Remember that the decisions about how offers will be presented, how offers will be negotiated, whether counter-offers will be made and ultimately which offer, if any, will be accepted, are made by the seller & buyer —not by the agent. Remember that the decisions are theirs to make—not yours, and that you are bound by their lawful and ethical instructions.
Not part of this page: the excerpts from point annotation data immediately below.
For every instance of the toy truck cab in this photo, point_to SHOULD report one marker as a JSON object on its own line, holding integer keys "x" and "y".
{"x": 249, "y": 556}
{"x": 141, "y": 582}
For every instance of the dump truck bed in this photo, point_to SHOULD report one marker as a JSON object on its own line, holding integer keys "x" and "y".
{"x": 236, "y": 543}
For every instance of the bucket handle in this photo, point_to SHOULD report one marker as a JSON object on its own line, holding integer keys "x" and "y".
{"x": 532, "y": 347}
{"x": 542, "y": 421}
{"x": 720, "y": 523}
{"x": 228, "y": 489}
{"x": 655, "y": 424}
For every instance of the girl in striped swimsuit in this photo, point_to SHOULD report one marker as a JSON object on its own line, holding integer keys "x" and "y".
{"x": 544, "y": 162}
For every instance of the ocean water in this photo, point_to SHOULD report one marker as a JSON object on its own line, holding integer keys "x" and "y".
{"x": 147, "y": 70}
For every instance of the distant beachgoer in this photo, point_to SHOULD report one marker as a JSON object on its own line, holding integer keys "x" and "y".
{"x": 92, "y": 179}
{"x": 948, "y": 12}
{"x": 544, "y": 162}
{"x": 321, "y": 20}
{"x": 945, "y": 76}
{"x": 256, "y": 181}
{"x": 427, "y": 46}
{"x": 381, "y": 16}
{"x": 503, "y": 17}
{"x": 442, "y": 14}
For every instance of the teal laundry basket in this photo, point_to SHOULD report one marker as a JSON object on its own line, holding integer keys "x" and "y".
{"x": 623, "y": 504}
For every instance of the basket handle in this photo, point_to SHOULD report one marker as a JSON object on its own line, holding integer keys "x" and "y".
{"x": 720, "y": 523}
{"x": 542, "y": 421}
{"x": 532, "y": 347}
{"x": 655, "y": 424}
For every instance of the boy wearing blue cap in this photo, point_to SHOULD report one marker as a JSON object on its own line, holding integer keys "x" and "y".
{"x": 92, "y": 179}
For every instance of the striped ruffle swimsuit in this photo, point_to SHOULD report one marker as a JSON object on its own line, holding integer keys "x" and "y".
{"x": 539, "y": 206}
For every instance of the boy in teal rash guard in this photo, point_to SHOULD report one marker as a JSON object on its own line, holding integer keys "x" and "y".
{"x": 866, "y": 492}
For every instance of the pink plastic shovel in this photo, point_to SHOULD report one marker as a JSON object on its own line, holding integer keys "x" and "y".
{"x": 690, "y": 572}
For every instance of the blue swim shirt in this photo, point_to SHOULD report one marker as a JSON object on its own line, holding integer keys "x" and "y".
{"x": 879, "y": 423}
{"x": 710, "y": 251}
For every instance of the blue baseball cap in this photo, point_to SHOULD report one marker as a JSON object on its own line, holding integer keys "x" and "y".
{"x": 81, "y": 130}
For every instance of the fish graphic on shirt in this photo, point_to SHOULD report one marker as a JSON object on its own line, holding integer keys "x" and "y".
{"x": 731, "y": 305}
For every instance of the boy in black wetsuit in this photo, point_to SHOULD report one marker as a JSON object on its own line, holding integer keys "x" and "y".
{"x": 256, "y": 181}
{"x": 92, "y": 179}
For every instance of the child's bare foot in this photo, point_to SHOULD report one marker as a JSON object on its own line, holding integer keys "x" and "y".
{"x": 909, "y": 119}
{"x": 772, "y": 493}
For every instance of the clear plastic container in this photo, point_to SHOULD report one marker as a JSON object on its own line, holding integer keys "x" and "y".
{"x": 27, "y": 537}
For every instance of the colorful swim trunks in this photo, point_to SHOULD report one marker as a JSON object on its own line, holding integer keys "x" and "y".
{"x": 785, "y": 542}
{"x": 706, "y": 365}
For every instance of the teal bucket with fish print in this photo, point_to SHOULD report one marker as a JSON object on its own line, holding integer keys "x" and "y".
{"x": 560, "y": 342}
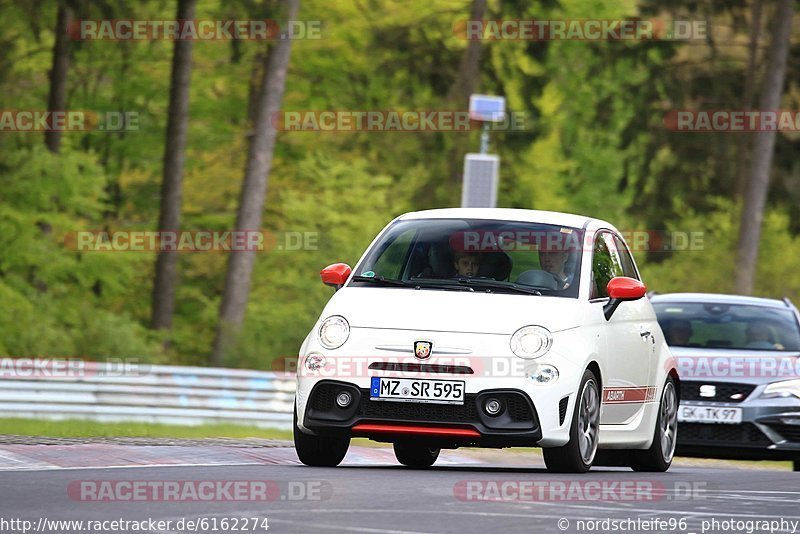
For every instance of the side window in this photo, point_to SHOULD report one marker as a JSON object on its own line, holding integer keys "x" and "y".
{"x": 605, "y": 264}
{"x": 602, "y": 267}
{"x": 628, "y": 267}
{"x": 390, "y": 262}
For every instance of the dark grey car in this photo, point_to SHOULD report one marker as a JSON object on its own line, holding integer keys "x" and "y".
{"x": 739, "y": 362}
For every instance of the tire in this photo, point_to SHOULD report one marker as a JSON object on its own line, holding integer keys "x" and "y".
{"x": 578, "y": 454}
{"x": 319, "y": 451}
{"x": 658, "y": 457}
{"x": 416, "y": 456}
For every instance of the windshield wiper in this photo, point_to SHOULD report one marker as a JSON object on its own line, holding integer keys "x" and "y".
{"x": 416, "y": 284}
{"x": 495, "y": 284}
{"x": 380, "y": 280}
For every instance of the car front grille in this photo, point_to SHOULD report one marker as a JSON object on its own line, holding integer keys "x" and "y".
{"x": 723, "y": 391}
{"x": 562, "y": 410}
{"x": 740, "y": 435}
{"x": 788, "y": 432}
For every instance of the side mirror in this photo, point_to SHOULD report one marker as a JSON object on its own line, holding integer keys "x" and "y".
{"x": 619, "y": 290}
{"x": 335, "y": 275}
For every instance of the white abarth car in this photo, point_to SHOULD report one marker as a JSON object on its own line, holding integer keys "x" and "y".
{"x": 490, "y": 328}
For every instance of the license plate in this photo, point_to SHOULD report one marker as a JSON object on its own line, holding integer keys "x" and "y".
{"x": 413, "y": 390}
{"x": 709, "y": 414}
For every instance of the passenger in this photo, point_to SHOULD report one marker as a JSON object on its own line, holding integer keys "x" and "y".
{"x": 554, "y": 262}
{"x": 466, "y": 264}
{"x": 679, "y": 332}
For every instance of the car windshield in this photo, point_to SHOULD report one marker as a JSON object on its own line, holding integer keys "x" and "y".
{"x": 475, "y": 255}
{"x": 728, "y": 326}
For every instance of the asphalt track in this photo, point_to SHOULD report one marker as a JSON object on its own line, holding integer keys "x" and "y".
{"x": 372, "y": 493}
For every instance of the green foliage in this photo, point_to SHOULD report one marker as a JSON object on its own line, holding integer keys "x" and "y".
{"x": 594, "y": 143}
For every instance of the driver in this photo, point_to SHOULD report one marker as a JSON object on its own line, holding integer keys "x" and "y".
{"x": 758, "y": 336}
{"x": 554, "y": 262}
{"x": 466, "y": 264}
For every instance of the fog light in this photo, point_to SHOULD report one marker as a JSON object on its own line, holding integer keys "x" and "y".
{"x": 492, "y": 406}
{"x": 343, "y": 399}
{"x": 544, "y": 374}
{"x": 315, "y": 362}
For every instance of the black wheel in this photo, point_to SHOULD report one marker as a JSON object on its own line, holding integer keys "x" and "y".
{"x": 578, "y": 454}
{"x": 319, "y": 451}
{"x": 413, "y": 455}
{"x": 658, "y": 457}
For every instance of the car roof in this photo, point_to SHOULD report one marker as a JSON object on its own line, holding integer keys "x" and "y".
{"x": 718, "y": 298}
{"x": 505, "y": 214}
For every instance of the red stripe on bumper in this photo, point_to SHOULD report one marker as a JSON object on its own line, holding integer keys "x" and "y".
{"x": 415, "y": 430}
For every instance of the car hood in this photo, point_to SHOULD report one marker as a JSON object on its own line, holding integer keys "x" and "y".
{"x": 452, "y": 311}
{"x": 739, "y": 366}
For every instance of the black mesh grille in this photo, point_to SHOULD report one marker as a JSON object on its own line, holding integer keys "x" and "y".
{"x": 789, "y": 432}
{"x": 415, "y": 411}
{"x": 724, "y": 391}
{"x": 742, "y": 435}
{"x": 324, "y": 397}
{"x": 562, "y": 410}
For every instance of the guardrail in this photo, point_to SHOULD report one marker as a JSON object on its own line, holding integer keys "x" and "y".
{"x": 72, "y": 389}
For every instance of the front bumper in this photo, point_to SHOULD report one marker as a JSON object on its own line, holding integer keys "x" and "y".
{"x": 517, "y": 424}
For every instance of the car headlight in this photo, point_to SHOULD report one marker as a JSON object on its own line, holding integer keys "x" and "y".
{"x": 784, "y": 388}
{"x": 333, "y": 332}
{"x": 531, "y": 342}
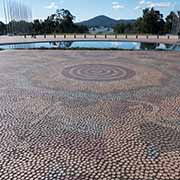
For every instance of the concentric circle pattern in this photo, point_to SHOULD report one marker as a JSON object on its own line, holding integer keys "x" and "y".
{"x": 98, "y": 72}
{"x": 89, "y": 115}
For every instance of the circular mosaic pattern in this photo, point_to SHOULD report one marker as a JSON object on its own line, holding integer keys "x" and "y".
{"x": 98, "y": 72}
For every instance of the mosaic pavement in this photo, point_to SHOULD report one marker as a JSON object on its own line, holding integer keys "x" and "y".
{"x": 89, "y": 115}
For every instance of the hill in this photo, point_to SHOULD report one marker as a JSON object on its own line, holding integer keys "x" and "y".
{"x": 104, "y": 21}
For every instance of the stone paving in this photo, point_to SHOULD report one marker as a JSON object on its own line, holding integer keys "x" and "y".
{"x": 89, "y": 115}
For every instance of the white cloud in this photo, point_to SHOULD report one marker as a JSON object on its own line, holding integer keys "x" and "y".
{"x": 142, "y": 2}
{"x": 159, "y": 5}
{"x": 149, "y": 4}
{"x": 117, "y": 5}
{"x": 52, "y": 5}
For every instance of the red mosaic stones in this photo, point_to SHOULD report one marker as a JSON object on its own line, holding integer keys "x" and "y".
{"x": 98, "y": 72}
{"x": 89, "y": 115}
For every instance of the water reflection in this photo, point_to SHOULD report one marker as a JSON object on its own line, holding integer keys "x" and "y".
{"x": 94, "y": 45}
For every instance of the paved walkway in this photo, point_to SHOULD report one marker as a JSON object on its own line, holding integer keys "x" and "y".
{"x": 20, "y": 39}
{"x": 89, "y": 115}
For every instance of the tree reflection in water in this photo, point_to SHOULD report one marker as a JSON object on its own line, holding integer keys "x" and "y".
{"x": 61, "y": 44}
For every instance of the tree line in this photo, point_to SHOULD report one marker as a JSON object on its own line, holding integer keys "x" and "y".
{"x": 151, "y": 22}
{"x": 60, "y": 22}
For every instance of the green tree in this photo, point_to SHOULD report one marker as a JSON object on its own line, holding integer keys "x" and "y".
{"x": 2, "y": 28}
{"x": 153, "y": 22}
{"x": 169, "y": 22}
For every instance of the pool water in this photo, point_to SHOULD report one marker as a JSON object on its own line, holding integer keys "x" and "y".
{"x": 93, "y": 45}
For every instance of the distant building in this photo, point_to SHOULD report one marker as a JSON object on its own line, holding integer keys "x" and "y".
{"x": 176, "y": 23}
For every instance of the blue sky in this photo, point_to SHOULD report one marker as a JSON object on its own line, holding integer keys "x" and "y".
{"x": 85, "y": 9}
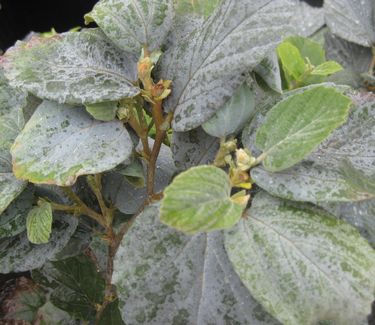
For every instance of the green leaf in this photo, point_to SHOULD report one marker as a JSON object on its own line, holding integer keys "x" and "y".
{"x": 127, "y": 197}
{"x": 301, "y": 264}
{"x": 13, "y": 219}
{"x": 39, "y": 223}
{"x": 193, "y": 148}
{"x": 17, "y": 254}
{"x": 103, "y": 111}
{"x": 298, "y": 124}
{"x": 134, "y": 24}
{"x": 199, "y": 200}
{"x": 309, "y": 181}
{"x": 171, "y": 278}
{"x": 206, "y": 73}
{"x": 292, "y": 62}
{"x": 77, "y": 286}
{"x": 231, "y": 118}
{"x": 326, "y": 68}
{"x": 74, "y": 68}
{"x": 67, "y": 143}
{"x": 351, "y": 20}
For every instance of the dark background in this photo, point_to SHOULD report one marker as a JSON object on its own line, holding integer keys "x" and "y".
{"x": 19, "y": 17}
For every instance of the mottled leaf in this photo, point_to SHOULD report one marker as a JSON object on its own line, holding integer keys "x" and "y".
{"x": 232, "y": 117}
{"x": 171, "y": 278}
{"x": 308, "y": 181}
{"x": 298, "y": 124}
{"x": 133, "y": 24}
{"x": 17, "y": 254}
{"x": 77, "y": 286}
{"x": 351, "y": 20}
{"x": 207, "y": 66}
{"x": 67, "y": 143}
{"x": 129, "y": 198}
{"x": 199, "y": 200}
{"x": 354, "y": 58}
{"x": 103, "y": 111}
{"x": 39, "y": 223}
{"x": 13, "y": 219}
{"x": 301, "y": 264}
{"x": 193, "y": 148}
{"x": 75, "y": 68}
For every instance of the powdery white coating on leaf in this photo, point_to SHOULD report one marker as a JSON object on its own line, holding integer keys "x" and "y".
{"x": 303, "y": 265}
{"x": 67, "y": 143}
{"x": 17, "y": 254}
{"x": 351, "y": 20}
{"x": 132, "y": 24}
{"x": 207, "y": 66}
{"x": 310, "y": 182}
{"x": 199, "y": 200}
{"x": 74, "y": 67}
{"x": 171, "y": 278}
{"x": 129, "y": 198}
{"x": 231, "y": 118}
{"x": 193, "y": 148}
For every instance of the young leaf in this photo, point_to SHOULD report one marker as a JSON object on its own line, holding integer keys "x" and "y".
{"x": 326, "y": 68}
{"x": 171, "y": 278}
{"x": 193, "y": 148}
{"x": 17, "y": 254}
{"x": 301, "y": 264}
{"x": 231, "y": 118}
{"x": 134, "y": 24}
{"x": 207, "y": 66}
{"x": 351, "y": 20}
{"x": 103, "y": 111}
{"x": 309, "y": 181}
{"x": 13, "y": 219}
{"x": 39, "y": 223}
{"x": 67, "y": 143}
{"x": 298, "y": 124}
{"x": 74, "y": 68}
{"x": 199, "y": 200}
{"x": 77, "y": 286}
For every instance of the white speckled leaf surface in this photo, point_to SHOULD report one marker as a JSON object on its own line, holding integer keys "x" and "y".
{"x": 171, "y": 278}
{"x": 74, "y": 68}
{"x": 303, "y": 265}
{"x": 67, "y": 142}
{"x": 132, "y": 24}
{"x": 207, "y": 66}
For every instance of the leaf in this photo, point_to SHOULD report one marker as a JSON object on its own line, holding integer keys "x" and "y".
{"x": 77, "y": 286}
{"x": 326, "y": 68}
{"x": 67, "y": 143}
{"x": 129, "y": 198}
{"x": 232, "y": 117}
{"x": 351, "y": 20}
{"x": 17, "y": 254}
{"x": 298, "y": 124}
{"x": 131, "y": 25}
{"x": 309, "y": 181}
{"x": 354, "y": 58}
{"x": 171, "y": 278}
{"x": 193, "y": 148}
{"x": 269, "y": 71}
{"x": 199, "y": 200}
{"x": 39, "y": 223}
{"x": 74, "y": 68}
{"x": 206, "y": 67}
{"x": 302, "y": 265}
{"x": 13, "y": 219}
{"x": 103, "y": 111}
{"x": 292, "y": 61}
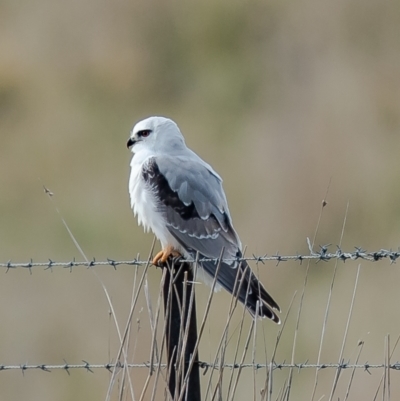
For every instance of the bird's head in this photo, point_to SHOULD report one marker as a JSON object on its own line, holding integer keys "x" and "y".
{"x": 155, "y": 134}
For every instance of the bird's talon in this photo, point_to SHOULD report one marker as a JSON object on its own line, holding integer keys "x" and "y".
{"x": 164, "y": 254}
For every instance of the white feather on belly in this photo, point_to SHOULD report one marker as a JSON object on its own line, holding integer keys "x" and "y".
{"x": 144, "y": 206}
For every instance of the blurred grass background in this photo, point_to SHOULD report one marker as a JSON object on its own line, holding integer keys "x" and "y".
{"x": 279, "y": 97}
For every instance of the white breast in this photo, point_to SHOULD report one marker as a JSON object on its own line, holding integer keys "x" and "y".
{"x": 144, "y": 204}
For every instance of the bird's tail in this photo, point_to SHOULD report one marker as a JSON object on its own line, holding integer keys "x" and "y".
{"x": 243, "y": 284}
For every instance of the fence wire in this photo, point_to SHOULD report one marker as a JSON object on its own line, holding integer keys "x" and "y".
{"x": 322, "y": 255}
{"x": 89, "y": 367}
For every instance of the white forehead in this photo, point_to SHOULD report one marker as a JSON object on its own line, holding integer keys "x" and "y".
{"x": 152, "y": 123}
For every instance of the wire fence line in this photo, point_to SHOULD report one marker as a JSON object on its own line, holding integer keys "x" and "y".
{"x": 204, "y": 365}
{"x": 322, "y": 255}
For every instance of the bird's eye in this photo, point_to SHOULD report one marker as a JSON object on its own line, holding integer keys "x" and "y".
{"x": 144, "y": 133}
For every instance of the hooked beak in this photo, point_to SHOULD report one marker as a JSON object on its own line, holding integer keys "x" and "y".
{"x": 130, "y": 143}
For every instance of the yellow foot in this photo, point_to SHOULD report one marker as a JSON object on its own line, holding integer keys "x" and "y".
{"x": 164, "y": 254}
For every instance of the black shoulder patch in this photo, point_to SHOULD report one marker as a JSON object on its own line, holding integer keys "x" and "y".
{"x": 169, "y": 198}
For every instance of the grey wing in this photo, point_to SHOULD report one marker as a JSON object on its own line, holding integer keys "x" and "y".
{"x": 195, "y": 207}
{"x": 191, "y": 198}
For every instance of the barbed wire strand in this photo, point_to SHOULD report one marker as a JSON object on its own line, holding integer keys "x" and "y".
{"x": 204, "y": 365}
{"x": 322, "y": 255}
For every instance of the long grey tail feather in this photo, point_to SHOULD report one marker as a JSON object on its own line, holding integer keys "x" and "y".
{"x": 243, "y": 283}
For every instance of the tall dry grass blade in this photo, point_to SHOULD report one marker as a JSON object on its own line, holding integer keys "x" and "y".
{"x": 126, "y": 331}
{"x": 253, "y": 356}
{"x": 338, "y": 370}
{"x": 244, "y": 353}
{"x": 205, "y": 316}
{"x": 361, "y": 346}
{"x": 74, "y": 240}
{"x": 383, "y": 374}
{"x": 268, "y": 387}
{"x": 237, "y": 288}
{"x": 324, "y": 325}
{"x": 296, "y": 331}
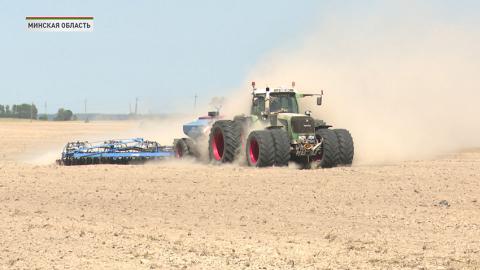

Explain that your advice is just that and that your past experience cannot guarantee what a particular buyer or seller may do. (NAR Revised 5/01)
Explain the various ways multiple offers may be dealt with:
- sellers can simply accept the best offer received.
- sellers can inform all potential purchasers that multiple offers are on the table and invite all to make their best offer
- sellers can counter one offer and try to negotiate that deal while putting the others to the side;
- sellers can counter one offer and reject the other offers entirely
Explain the pluses and minuses of each approach:
- accepting the best offer could help the closing process move forward more quickly, but the seller will lose an opportunity in receiving an even better offer;
- asking for all best offers could increase the price the seller expected or it may encourage buyers not interested in a “bidding war” to pursue other other properties.
- you set the price when you countering one offer, but not all second buyers will give you the time to negotiate before pulling their offer off the table.
- when you reject offers entirely if they are weak or have unfavorable terms, remember that should anything happens with prevailing buyer, you might value this backup
Be aware of your duties to other parties—both as established in the Code of Ethics and in state law and regulation.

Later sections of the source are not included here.